In the aerosol generating device of the present invention, when a user needs to use the aerosol generating device, the driving assembly 30 can be started by the control assembly 40, so that the driving assembly 30 drives the atomizing assembly 20 to rotate, and the oil inlet 21 is communicated with the oil inlet groove 132, and at this time, the tobacco tar can flow into the atomizing assembly 20 through the oil inlet 21 on the atomizing assembly 20, and react with the atomizing assembly 20 to generate smoke; when the user does not use the electron cigarette, accessible control assembly 40 restarts drive assembly 30 to make drive assembly 30 drive atomization component 20 rotate, thereby make inlet port 21 stagger with oil feed tank 132, at this moment, inlet port 21 is sheltered from by the inner wall of sealed through-hole 131, the tobacco tar can't get into inside atomization component 20, realize the inside isolation of tobacco tar and atomization component 20, prevent that tobacco tar and atomization component 20 from long-term contact and rotten, and can avoid the tobacco tar to pass through the oil feed port 21 oil leak. Moreover, the user can realize the automatic control of the aerosol generating device through the control assembly 40 and the driving assembly 30, and the use convenience of the user is improved.

Silica gel or rubber can be chooseed for use to the material of sealing member 13, when atomization component 20 inserts and locates in the sealed through-hole 131 of sealing member 13, can enough make atomization component 20 and sealing member 13 closely laminate to guarantee good leakproofness, prevent that the tobacco tar from revealing, can guarantee again that atomization component 20 can rotate smoothly in sealed through-hole 131, in order to realize operating condition and unoperated state's free switching.

In the present embodiment, two or more oil inlets 21 are provided on the atomizing assembly 20, and the two or more oil inlets 21 are spaced apart from each other on the outer wall of the atomizing assembly 20. Correspondingly, the sidewall of the sealing through hole 131 is also provided with more than two oil inlets 132, and when the atomizing assembly 20 rotates to the working position, the more than two oil inlets 132 respectively correspond to the more than two oil inlets 21 one by one. Oil inlet 21 more than two and the corresponding setting of oil feed tank 132 more than two, the speed of multiplicable tobacco tar entering atomization component 20 improves the atomization efficiency of tobacco tar, makes the experience that the user smoked better.

In one embodiment, the number of the oil inlet holes 21 is two, two oil inlet holes 21 are respectively disposed at opposite sides of the atomizing assembly 20, and correspondingly, two oil inlet grooves 132 are disposed on the side wall of the sealing through-hole 131. When the atomizing assembly 20 is in the working position, the two oil inlets 21 face the two oil inlet grooves 132 respectively; when the atomizing assembly 20 rotates to the non-operating position, the two oil inlets 21 are respectively staggered with the two oil grooves 132, and the two oil inlets 21 are shielded by the inner wall of the sealing through hole 131. Preferably, the atomizing assembly 20 is rotated 90 degrees from the operating position to the non-operating position, and similarly, the rotation from the non-operating position to the operating position is also rotated 90 degrees.

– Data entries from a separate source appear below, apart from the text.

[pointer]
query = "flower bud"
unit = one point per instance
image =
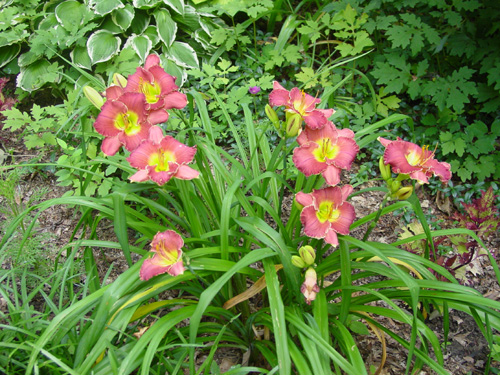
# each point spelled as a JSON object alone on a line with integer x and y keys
{"x": 395, "y": 185}
{"x": 310, "y": 287}
{"x": 298, "y": 262}
{"x": 402, "y": 177}
{"x": 93, "y": 96}
{"x": 308, "y": 255}
{"x": 385, "y": 169}
{"x": 293, "y": 124}
{"x": 119, "y": 80}
{"x": 271, "y": 114}
{"x": 404, "y": 193}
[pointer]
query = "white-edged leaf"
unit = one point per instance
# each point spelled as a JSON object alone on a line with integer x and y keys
{"x": 141, "y": 22}
{"x": 34, "y": 76}
{"x": 102, "y": 7}
{"x": 70, "y": 14}
{"x": 183, "y": 54}
{"x": 80, "y": 57}
{"x": 152, "y": 34}
{"x": 102, "y": 45}
{"x": 166, "y": 26}
{"x": 123, "y": 17}
{"x": 145, "y": 3}
{"x": 141, "y": 45}
{"x": 176, "y": 71}
{"x": 177, "y": 5}
{"x": 8, "y": 53}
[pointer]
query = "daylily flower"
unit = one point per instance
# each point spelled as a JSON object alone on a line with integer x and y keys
{"x": 326, "y": 151}
{"x": 299, "y": 102}
{"x": 310, "y": 286}
{"x": 123, "y": 122}
{"x": 326, "y": 212}
{"x": 167, "y": 258}
{"x": 158, "y": 87}
{"x": 415, "y": 161}
{"x": 159, "y": 159}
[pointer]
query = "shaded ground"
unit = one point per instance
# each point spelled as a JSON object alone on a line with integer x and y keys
{"x": 466, "y": 350}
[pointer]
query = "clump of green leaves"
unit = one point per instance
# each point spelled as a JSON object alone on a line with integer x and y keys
{"x": 26, "y": 247}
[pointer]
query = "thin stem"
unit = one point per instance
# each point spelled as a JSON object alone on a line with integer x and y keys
{"x": 282, "y": 191}
{"x": 373, "y": 224}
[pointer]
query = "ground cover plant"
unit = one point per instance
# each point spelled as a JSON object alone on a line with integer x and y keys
{"x": 231, "y": 202}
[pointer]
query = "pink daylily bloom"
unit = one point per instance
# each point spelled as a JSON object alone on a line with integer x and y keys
{"x": 413, "y": 160}
{"x": 326, "y": 212}
{"x": 310, "y": 286}
{"x": 167, "y": 258}
{"x": 299, "y": 102}
{"x": 326, "y": 151}
{"x": 122, "y": 121}
{"x": 158, "y": 87}
{"x": 160, "y": 160}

In other embodiments, the number of the oil inlet holes 21 may also be three, four, etc.

The housing assembly 10 further includes a smoke-discharging sealed duct 15, and the smoke-discharging sealed duct 15 is disposed inside the upper housing 11 and is communicated with the outside. One end of the smoke outlet sealing pipeline 15 is connected with the upper shell 11 in a sealing way. In one embodiment, the smoke evacuation sealing duct 15 and the upper housing 11 are integrally formed.

The atomization assembly 20 comprises an atomization core 22 and a smoke outlet pipe 23, and the atomization core 22 is connected with the smoke outlet pipe 23. The oil inlet 21 is located on the atomizing core 22, the atomizing core 22 is used for atomizing the tobacco tar to form smoke, and the smoke outlet pipe 23 is used for discharging the smoke. The smoke outlet sealing pipeline 15 is sleeved with the smoke outlet pipe 23, and can discharge smoke generated by the atomizing assembly 20 out of the upper shell 11 for a user to suck.

Further, the atomizing assembly 20 further includes a rotating base 24, the atomizing core 22 is fixed on the rotating base, and the driving assembly 30 is connected to the rotating base 24 and is used for driving the rotating base 24 to rotate, so as to drive the atomizing core 22 to rotate.

The driving assembly 30 includes a power element 31 and a transmission module 32, and the power element 31 is connected to the rotating base 24 through the transmission module 32 to drive the rotating base 24 to rotate.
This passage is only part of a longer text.